# Happy Christmas



## hawkey01 (Mar 15, 2006)

Wishing all ex RO's, members and your families a very Happy Christmas and prosperous New Year.

The years seem to fly by.

Best wishes.

Neville - Hawkey01


----------



## sparks69 (Dec 18, 2005)

And the same to you Neville.
NESWT rules KO


----------



## King Ratt (Aug 23, 2005)

Thanks Hawkeye01. The same to you and all the SN congregation.

KR


----------



## Varley (Oct 1, 2006)

Congregation. Are we expected to carry our own hymnal and psalter?

Mike Echo Romeo Romeo Yankee etc. all


----------



## Dartskipper (Jan 16, 2015)

Varley said:


> Congregation. Are we expected to carry our own hymnal and psalter?
> 
> Mike Echo Romeo Romeo Yankee etc. all


Can I do the collection please?
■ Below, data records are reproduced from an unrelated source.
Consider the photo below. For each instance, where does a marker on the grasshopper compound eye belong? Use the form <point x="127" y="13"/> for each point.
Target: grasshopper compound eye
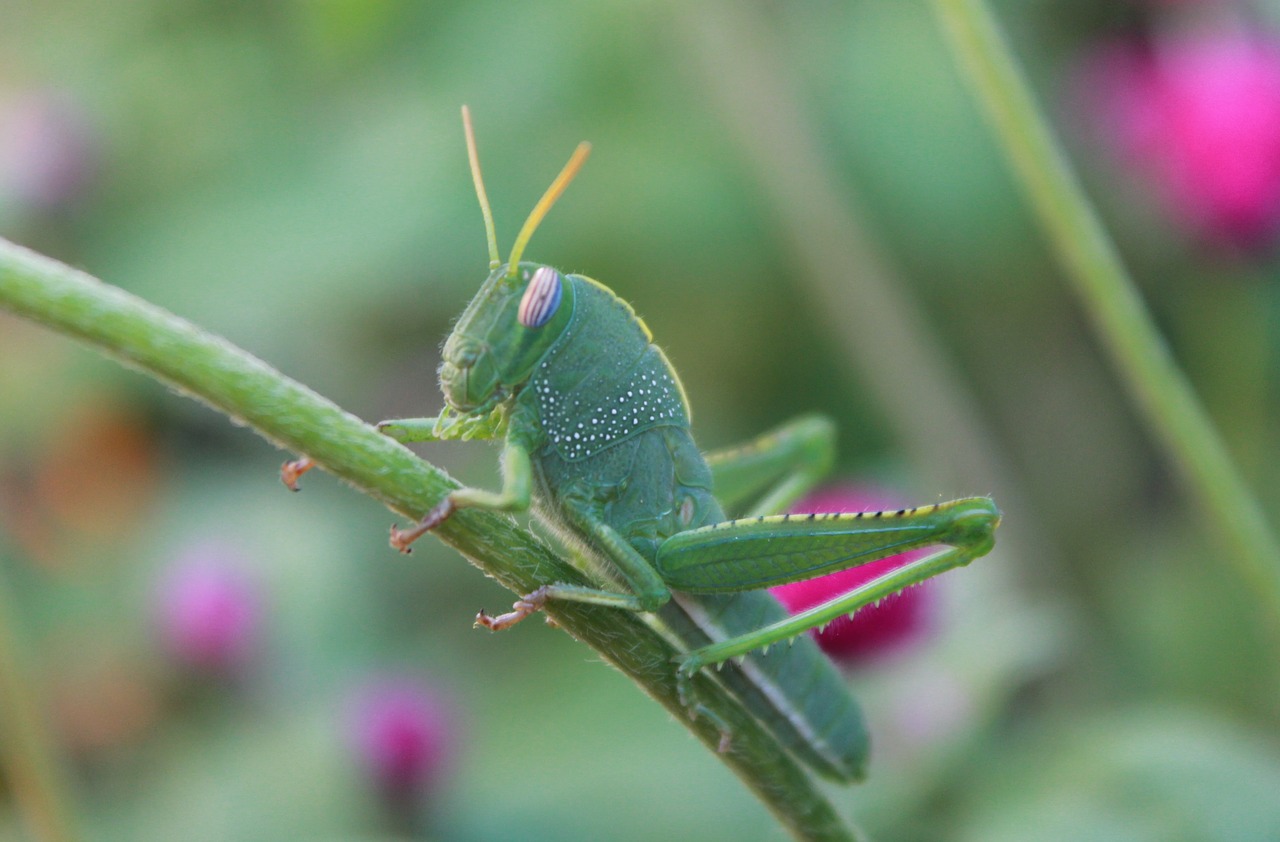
<point x="542" y="297"/>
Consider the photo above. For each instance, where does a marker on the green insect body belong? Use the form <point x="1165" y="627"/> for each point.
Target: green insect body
<point x="598" y="443"/>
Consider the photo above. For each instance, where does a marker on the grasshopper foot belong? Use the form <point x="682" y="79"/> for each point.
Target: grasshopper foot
<point x="401" y="539"/>
<point x="522" y="608"/>
<point x="291" y="471"/>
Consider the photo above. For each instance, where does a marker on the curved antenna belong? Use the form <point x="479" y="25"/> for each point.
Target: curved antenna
<point x="544" y="204"/>
<point x="474" y="156"/>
My bank details are......(Jester)

Compliments of the season to all the Crew.

Roy.


----------



## tsell (Apr 29, 2008)

Thanks Neville and all the very best to you and yours, for Christmas and the New Year! (Thumb)

Taff


----------



## John Rogers (May 11, 2004)

Merry Crhistmas to all, and the best of health in the New Year.
John.


----------



## spongebob (Dec 11, 2007)

Every Christmas is a good time to be alive and among friends, a good festive season to all

Bob


----------



## david.hopcroft (Jun 29, 2005)

Have a good time everyone and take care.

David

++


----------



## Bill.B (Oct 19, 2013)

Hope you all have a great Christmas and New Year and we all get to age gracefully or disgracefully next year.


----------



## Jan7 (Apr 2, 2008)

Desde mi sala de Radio, os deseo que paséis unos felices días, en buena compañía de vuestros seres mutuamente queridos.


All the best for you, my dear friends in this new year 2016.


http://www.youtube.com/watch?v=PSQo4qBCe8o


SOURCES:


MUSIC: La banda sonora de esta postal sonora, es una actuación radiada de Glenn Miller, obtenida de Internet Archive, 
https://archive.org/details/GlennMiller
IMAGE: La imagen Frankreich, Lorient.- U-Boot U 124 Innenaufnahme, Funker an "Enigma"-Gerät, 7.-9.3.1941 procede del Archivo fotográfico del Bundesarchiv Alemán, 
https://www.bild.bundesarchiv.de, Bild 101II-MW-4222-03A / Dietrich / CC-BY-SA 3.0








Jan.


----------